Once again, I am touched and impressed with his patience with me, combined with his yes attitude. And with the skill of the crew. Which makes me feel a little unhappy with my bouts of annoyance and possible pettiness. Or is it control? Heck, I don't know what it's called but I know I want to find a sweeter spot with it, a more trusting place.
So yes, beams are expertly and somewhat acrobatically going up.
(Part of me wants to stay there all day and allow the wonderment of what they are doing to soak in. It's really something)
When Jorge and I mentioned the possibility of opening some holes way up in the walls later on, Rigo came up with a beautiful idea to let light in, right there on the spot. Creation in motion. What a gift.
As I got ready to leave and was about to get in my car, Jorge waved me back towards the house, and what I saw there was pure magic.
They had set up a tiny section of the way the ceiling was going to go up and wanted me to see it.

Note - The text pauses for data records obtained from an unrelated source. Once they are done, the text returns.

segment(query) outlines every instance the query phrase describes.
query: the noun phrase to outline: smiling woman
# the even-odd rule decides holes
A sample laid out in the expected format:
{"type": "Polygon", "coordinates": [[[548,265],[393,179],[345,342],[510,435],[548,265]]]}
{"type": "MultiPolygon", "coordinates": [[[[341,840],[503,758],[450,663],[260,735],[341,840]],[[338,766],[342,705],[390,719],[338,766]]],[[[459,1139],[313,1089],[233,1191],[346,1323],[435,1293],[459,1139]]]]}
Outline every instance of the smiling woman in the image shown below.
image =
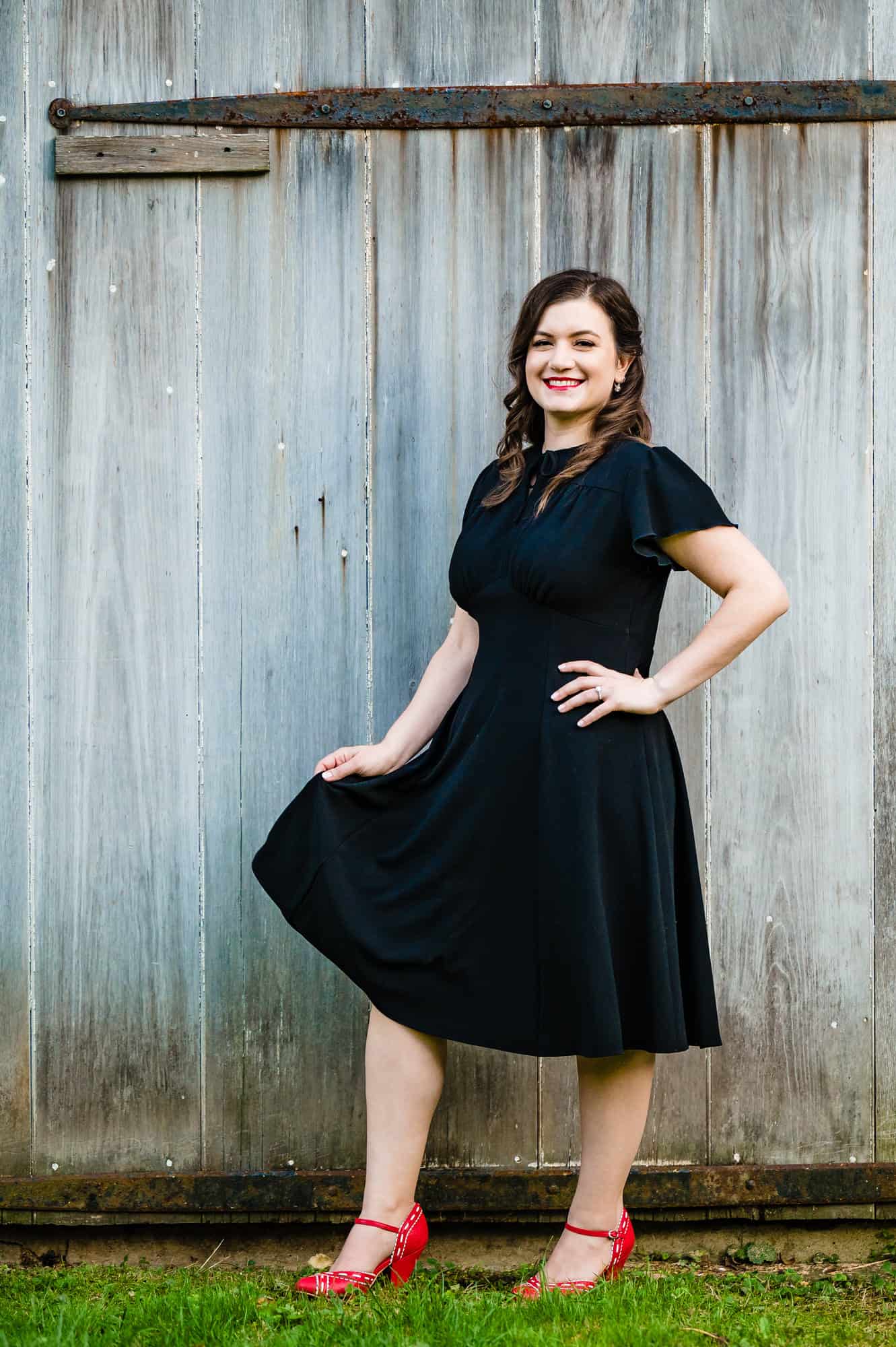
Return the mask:
{"type": "MultiPolygon", "coordinates": [[[[755,550],[709,485],[650,443],[640,352],[618,282],[573,271],[530,291],[505,435],[472,482],[448,566],[455,630],[385,740],[324,756],[253,858],[287,921],[370,997],[374,1096],[394,1090],[396,1061],[417,1063],[402,1095],[416,1140],[402,1167],[394,1138],[374,1131],[374,1181],[397,1168],[413,1191],[445,1040],[577,1056],[570,1218],[583,1226],[548,1265],[574,1289],[593,1284],[596,1262],[615,1273],[634,1243],[622,1193],[654,1055],[721,1043],[663,707],[752,638],[733,585],[697,653],[661,671],[669,682],[650,676],[666,583],[683,568],[663,539],[755,550]]],[[[766,625],[783,612],[768,586],[751,602],[766,625]]],[[[422,1219],[400,1204],[394,1215],[422,1219]]],[[[344,1277],[370,1277],[351,1266],[344,1277]]],[[[538,1294],[531,1281],[515,1289],[538,1294]]]]}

The bricks. The famous curved brick ceiling at which my friend Carol and I had marveled a few years ago in Mexico. As we started this project, I had decided to invest the extra $600 in choosing to have this ceiling for the house. It's truly awe-inspiring: rows of curved rust-colored bricks (which are handmade and fired, I am pretty sure), seemingly levitating up above our heads. I had wondered how it could be done and ... there it was. They knew this was going to get me and they looked on, amused. Catarino said to me, smiling "Y sin luz" ("and without electricity" - which is what I keep marveling at).
I asked questions about the process and shared my fears (yes, again) about "What happens if there is an earthquake." Because dang, I had carried ONE of these bricks to the paint store the other day, and let me tell you, they are not light. So of course, this had created an opportunity for The Fear Voice to bring up the earthquake question. It rarely misses a chance to step up to the mic and speak up.
I was told that this is actually a very stable and safe construction technique, the special curvature of the bricks creating a tension that is very strong. "Like a well," was the analogy that was shared and which I pretended to understand (wait... was this a white lie on my part?)
My fragile mind was soothed once more, and when Costa, Hannah, and I returned in the late afternoon on our way to a hike through the woods and hoping to find the waterfalls, the crew was packing up, and all looked great.
While we did not find the waterfalls, we saw many of the hoses that bring water down from the jungle to the houses nearby and it brought me yet one step closer to this growing humility of not taking water for granted again.
I mean... do YOU know where your water comes from? Really comes from? I have never even thought about it before. Last year, I gained appreciation for hot water but water? It turns out that water coming out of our faucets is the result of many happy events - and none of these events is a sure guarantee, I think.
Whew. I tell ya. The internal shifts are BIG.
And speaking of water, there is a meeting about just that at Jose Luis' (not the one who sold me the land) big orange house tonight. I am very much looking forward to seeing how this goes and paying attention, and again... learning.